This is all very fascinating and instructive, but I can’t help but worry that a study like this highlights another type of inequality… of math and logic skills. The respondents were asked to “indicate what percent of wealth they thought each of the quintiles ideally should hold, again starting with the top 20% and ending with the bottom 20%.” I seriously wonder if you explained that making the 2nd and 3rd quintile each hold 20% of the wealth meant that they would each be perfectly equal and have no disparity in wealth and making the top quintile hold only about 30% of the wealth meant that the “richest” wouldn’t be very rich in a relative sense. If you look at the graph that averages out everyone’s preference in the study it seems like Americans prefer that almost no differences in wealth exist at all. Do Americans understand that distributing wealth in the way they did doesn’t mean that wealth is progressively¬†tiered down but means that everyone has almost the same wealth with the richest having slightly more and the poorest slightly less?

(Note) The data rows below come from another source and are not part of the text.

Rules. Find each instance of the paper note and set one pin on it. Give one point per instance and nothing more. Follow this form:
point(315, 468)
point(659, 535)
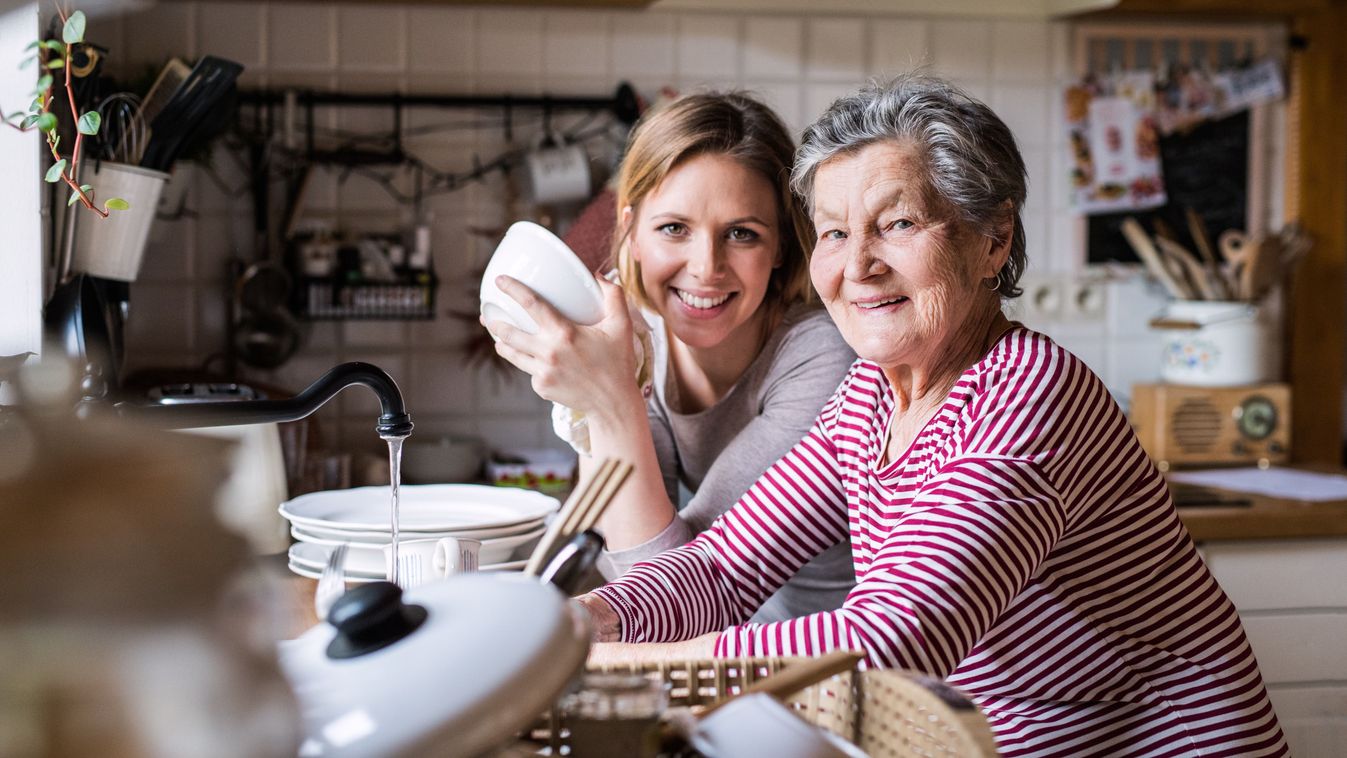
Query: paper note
point(1289, 484)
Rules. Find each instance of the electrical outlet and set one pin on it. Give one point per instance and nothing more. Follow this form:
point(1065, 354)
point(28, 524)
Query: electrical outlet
point(1086, 300)
point(1041, 300)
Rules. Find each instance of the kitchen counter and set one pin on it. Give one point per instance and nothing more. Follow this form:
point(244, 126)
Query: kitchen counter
point(1265, 517)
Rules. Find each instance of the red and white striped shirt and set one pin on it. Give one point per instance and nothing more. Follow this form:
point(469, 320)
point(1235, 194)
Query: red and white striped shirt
point(1024, 548)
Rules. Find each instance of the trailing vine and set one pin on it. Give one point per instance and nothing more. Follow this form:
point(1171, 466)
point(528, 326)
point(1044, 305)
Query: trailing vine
point(54, 55)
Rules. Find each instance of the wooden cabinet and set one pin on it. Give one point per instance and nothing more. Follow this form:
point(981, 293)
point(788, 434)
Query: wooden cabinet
point(1292, 597)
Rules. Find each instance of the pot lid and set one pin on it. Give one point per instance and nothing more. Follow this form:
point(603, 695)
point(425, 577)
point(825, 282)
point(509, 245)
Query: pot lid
point(482, 656)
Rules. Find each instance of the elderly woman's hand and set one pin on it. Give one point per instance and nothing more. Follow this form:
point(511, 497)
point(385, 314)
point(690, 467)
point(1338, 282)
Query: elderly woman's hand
point(608, 625)
point(585, 368)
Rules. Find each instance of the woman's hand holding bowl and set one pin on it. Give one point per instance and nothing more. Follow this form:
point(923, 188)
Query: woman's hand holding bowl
point(590, 369)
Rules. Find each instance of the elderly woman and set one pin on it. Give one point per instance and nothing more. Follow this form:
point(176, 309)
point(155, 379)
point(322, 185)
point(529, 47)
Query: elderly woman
point(1008, 531)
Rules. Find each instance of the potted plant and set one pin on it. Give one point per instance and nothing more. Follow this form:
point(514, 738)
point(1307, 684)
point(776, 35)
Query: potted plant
point(53, 58)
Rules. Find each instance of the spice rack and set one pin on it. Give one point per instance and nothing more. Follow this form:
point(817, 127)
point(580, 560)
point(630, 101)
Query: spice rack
point(330, 299)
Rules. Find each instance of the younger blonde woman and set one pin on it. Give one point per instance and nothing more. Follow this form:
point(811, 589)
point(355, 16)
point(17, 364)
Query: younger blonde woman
point(711, 245)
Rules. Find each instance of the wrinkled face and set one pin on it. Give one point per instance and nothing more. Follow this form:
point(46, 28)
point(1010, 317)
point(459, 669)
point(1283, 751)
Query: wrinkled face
point(707, 240)
point(896, 269)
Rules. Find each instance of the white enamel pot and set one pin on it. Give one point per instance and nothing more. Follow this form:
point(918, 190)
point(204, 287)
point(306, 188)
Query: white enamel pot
point(450, 668)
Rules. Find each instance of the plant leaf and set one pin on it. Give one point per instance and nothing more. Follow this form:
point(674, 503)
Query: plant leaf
point(89, 123)
point(73, 31)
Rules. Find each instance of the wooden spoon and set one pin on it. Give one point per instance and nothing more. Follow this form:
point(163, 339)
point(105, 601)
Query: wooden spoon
point(1261, 268)
point(1148, 253)
point(1200, 276)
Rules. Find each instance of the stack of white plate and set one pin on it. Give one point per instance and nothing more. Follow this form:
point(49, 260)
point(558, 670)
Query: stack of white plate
point(508, 521)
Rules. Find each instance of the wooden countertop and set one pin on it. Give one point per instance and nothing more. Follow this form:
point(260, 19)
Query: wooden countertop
point(1266, 517)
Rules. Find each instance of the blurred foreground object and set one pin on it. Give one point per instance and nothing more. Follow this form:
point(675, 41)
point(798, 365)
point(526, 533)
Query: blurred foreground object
point(129, 622)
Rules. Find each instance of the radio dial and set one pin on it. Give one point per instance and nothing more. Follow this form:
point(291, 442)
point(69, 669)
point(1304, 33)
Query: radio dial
point(1256, 418)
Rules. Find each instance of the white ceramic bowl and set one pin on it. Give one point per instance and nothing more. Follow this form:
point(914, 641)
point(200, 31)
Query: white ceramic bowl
point(542, 261)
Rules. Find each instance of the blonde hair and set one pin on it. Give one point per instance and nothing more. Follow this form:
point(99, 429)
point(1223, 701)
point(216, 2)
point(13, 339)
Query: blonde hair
point(737, 127)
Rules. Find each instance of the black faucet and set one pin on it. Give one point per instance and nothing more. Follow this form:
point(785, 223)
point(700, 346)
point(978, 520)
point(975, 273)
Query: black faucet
point(393, 420)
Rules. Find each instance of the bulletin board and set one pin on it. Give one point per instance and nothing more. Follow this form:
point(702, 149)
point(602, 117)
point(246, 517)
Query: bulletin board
point(1207, 170)
point(1221, 167)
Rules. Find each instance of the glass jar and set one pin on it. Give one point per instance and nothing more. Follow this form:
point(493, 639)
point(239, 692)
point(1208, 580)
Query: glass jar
point(614, 715)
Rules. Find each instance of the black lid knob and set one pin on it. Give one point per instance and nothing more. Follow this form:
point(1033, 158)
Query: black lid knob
point(369, 618)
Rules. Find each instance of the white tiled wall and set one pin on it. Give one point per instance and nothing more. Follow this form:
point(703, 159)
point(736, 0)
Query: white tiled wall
point(796, 62)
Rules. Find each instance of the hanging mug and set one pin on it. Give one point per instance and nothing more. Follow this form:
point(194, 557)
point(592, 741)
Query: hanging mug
point(556, 171)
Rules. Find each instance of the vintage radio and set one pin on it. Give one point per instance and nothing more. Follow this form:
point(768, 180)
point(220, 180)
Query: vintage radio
point(1203, 426)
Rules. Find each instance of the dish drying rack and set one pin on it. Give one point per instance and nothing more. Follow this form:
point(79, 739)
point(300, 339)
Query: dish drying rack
point(886, 714)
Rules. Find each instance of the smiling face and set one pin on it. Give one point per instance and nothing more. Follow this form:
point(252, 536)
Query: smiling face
point(899, 273)
point(707, 238)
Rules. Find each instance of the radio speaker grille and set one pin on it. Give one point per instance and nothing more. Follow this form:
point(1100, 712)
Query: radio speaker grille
point(1196, 426)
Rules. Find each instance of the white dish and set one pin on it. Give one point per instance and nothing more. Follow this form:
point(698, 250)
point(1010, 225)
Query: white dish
point(423, 508)
point(542, 261)
point(323, 535)
point(369, 556)
point(360, 578)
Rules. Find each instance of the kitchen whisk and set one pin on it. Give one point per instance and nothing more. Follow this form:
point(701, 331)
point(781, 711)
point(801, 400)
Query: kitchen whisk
point(124, 133)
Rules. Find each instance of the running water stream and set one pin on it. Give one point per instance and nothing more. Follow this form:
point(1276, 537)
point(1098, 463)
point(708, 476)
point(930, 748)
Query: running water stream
point(395, 470)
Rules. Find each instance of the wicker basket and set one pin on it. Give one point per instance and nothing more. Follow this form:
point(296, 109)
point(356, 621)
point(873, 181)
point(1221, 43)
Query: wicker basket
point(888, 714)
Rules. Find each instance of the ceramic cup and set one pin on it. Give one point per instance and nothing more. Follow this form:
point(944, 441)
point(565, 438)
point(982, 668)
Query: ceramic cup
point(430, 560)
point(542, 261)
point(558, 173)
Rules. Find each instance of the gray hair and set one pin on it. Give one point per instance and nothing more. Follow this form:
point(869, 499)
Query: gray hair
point(970, 154)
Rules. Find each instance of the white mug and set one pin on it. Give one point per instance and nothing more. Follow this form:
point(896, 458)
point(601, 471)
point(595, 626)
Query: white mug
point(558, 173)
point(542, 261)
point(429, 560)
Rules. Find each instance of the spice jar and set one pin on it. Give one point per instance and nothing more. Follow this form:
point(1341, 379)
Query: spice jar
point(614, 715)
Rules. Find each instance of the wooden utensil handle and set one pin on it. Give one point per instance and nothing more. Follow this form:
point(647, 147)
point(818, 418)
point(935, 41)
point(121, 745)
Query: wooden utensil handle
point(796, 677)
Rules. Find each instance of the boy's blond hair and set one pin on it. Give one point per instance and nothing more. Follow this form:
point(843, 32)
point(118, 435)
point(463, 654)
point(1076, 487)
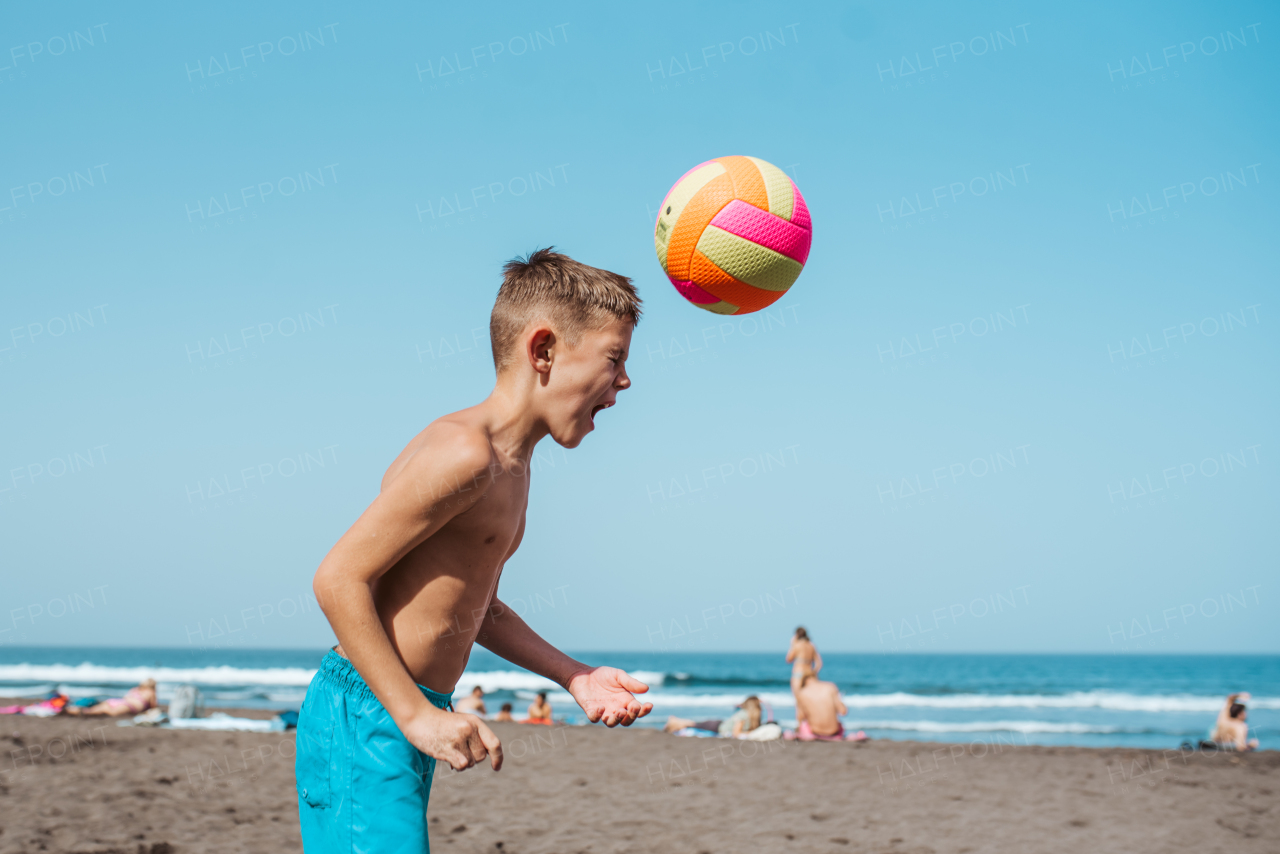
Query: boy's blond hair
point(571, 296)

Unfortunately, I can’t find an actual poll asking specifically if rich people deserve their extra wealth, but I remember reading that many Americans feel that they do. [Source anyone?] Greg Mankiw’s latest paper certainly is representative of that view. Ariely is a great behavioral economist that regularly shows that people give answers by how the question is framed. There is no doubt that Americans would prefer less inequality – there is little doubt less inequality would be a good thing – but I’m left wondering more about the possible disparity in their understanding.